Nach alten Überlieferungen wurde der Tod durch eine große, knochige, blinde und hohlwangige Frau verkörpert, die eine Sense trug; ihr Name ist giltinë. Sie ist ein Wesen der Nacht und überfällt den Menschen unerwartet. Hunde, Katzen, Pferde und manche Vögel, die sie sehen, verhalten sich seltsam und unnatürlich. Auch andere, außergewöhnliche Vorkommnisse deuten die Nähe des Todes an: Ein Laib Brot fällt im Ofen auseinander, Wände oder Decken bekommen Sprünge, ein Spiegel zerbricht, Imker finden kreuz- oder sargförmige Waben im Bienenstock, Menschen träumen, dass sie einen Zahn verlieren, oder erhalten im Traum Besuch von ihren toten Verwandten.

Nach dem Volksglauben bedeutet sterben, dass die Seele vom Körper getrennt wird. Sie verlässt den Körper dann wie ein Schatten oder Nebel mit zwei Atemzügen, von denen einer tief aus dem Brustkorb kommt und der andere flach ist. Deshalb wurden in der Todesstunde alle Fenster und Türen weit geöffnet, damit die Seele des Toten und die seiner bereits verstorbenen Verwandten, die ihn abholen kommen, das Haus verlassen können. Angehörige und Nachbarn wurden benachrichtigt, damit sie dem Sterbenden einen letzten Besuch abstatten und sich verabschieden, um Verzeihung bitten und Verzeihung erhalten konnten. Man glaubte, dass zu dieser Zeit niemand im Haus schlafen sollte, deshalb wurden alle aufgeweckt, sogar die Kinder und Säuglinge. Der Tod eines Bauern wurde sofort allen Nutz- und Haustieren mitgeteilt, auch die Bienen wurden mit einem Klopfen auf den Stock informiert, damit die Seele ihres Herren sie nicht mitnehmen konnte.

Während des Sterbeprozesses und nach dem Tod wurde im Haus Stille gehalten, um der umherirrenden Seele Respekt zu erweisen, die erst nach der Beerdigung das Haus verließ.

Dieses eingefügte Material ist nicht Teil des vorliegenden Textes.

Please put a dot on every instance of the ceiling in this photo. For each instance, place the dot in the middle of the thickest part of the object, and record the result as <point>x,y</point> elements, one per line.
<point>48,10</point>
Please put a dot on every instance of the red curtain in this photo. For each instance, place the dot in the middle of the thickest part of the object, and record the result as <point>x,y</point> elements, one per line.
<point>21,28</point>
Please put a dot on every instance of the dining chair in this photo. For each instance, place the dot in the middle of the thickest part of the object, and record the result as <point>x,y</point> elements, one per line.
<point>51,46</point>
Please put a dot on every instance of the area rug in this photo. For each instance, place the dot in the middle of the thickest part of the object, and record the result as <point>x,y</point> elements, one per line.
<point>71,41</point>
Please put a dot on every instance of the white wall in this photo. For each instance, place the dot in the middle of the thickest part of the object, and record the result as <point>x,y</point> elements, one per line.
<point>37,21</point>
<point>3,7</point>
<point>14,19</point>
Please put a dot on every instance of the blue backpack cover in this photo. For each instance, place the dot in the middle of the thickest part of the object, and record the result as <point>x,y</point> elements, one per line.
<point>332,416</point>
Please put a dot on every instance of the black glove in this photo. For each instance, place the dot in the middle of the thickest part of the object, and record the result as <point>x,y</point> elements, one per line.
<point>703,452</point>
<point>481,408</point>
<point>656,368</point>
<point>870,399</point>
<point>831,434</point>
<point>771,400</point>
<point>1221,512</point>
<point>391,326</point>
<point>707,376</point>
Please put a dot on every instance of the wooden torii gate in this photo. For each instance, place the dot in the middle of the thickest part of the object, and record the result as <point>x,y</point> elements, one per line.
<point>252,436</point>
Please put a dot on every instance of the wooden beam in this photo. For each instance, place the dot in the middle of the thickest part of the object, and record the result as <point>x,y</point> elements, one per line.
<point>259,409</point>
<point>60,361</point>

Die Toten wurden immer in ihren besten Kleidungsstücken bestattet oder es wurden besondere Totenhemden angefertigt, die man Beerdigungshochzeitsanzüge nannte. Da man die Toten auf eine Reise zum Leben ins Jenseits schickte, wurden sie festlich ausstaffiert wie zu einer Feier, wie archäologische Funde und schriftliche Quellen verschiedener Zeitalter belegen.

Bis etwa 1960 wurden die Toten nicht sofort eingesargt, sondern auf mit weißem Leinen bedeckten Brettern für drei oder mehr Tage aufgebahrt (siehe: Totenklage), die im besten Teil des Hauses aufgestellt wurden – üblicherweise an der Rückwand, sodass der Tote mit den Füßen zur Tür lag. Familienmitglieder und Angehörige hielten Tag und Nacht Totenwache, während die Nachbarn abends vorbeikamen, um zu singen und zu beten. Über die, die ihre Toten in Eile bestatteten, sagte man, dass „der Tote nicht einmal eine Nacht in seinem Haus bleiben durfte“ oder dass „die Seele kein Festmahl erhalten“ habe.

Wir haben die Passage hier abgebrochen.